Third, it removes a class of infrastructure that often becomes brittle over time. Without this pattern, teams usually end up with fragile log parsers, regex-heavy alerting systems, and inconsistent incident routing behavior. Those systems become increasingly hard to maintain as services and failure modes grow.
Used this way, the language model acts as an operator that converts noisy operational data into a representation the system can reason about.
Why This Is Useful
Representation mapping allows language models to interact with deterministic software systems. Instead of asking the model to solve the entire problem, the system asks the model to perform a translation step.
environment → model → representation → system logic
Once the correct representation exists, deterministic software can take over.
Representation Mapping vs Domain Operators
Representation mapping and domain operators are closely related but describe different layers of the system.
Domain Operators
Describe the conceptual role of the model inside a system. The model is treated as an operator that transforms one domain into another.
⊙ : A → B
Architectural view
Representation Mapping
Describes what the operator is actually doing. Focuses on the transformation between specific representations.
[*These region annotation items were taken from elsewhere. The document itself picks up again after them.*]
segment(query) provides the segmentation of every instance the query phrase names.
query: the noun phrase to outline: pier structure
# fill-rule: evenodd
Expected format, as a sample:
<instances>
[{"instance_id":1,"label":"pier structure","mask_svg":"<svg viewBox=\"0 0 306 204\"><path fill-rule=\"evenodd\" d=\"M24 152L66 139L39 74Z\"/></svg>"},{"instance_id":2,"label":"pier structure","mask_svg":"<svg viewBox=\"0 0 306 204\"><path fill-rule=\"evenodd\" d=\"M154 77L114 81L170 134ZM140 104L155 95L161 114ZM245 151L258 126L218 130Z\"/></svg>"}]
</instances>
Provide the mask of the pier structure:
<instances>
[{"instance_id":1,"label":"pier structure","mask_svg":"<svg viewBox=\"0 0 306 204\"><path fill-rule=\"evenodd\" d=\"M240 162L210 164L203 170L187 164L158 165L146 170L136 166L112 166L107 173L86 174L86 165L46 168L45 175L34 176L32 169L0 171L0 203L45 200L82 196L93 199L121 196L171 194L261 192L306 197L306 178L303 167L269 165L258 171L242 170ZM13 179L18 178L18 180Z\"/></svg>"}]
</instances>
HTML → spec docs → object logs → state
Implementation view
Relationship to Deterministic Boundaries
Representation mapping produces candidate representations. These representations may still contain errors or inconsistencies. Deterministic boundaries ensure that only valid representations enter the system.
Representation mapping creates structure. Deterministic boundaries verify that structure.
Summary
Representation mapping is the process of transforming information from one representation into another representation that software systems can use.
Language models are particularly well suited for this task because they have learned relationships across many forms of structured and semi-structured data.
Instead of producing final answers, the model acts as a translator between environments and systems.
environment → model → representation → system
Once the representation is correct, deterministic software can take over.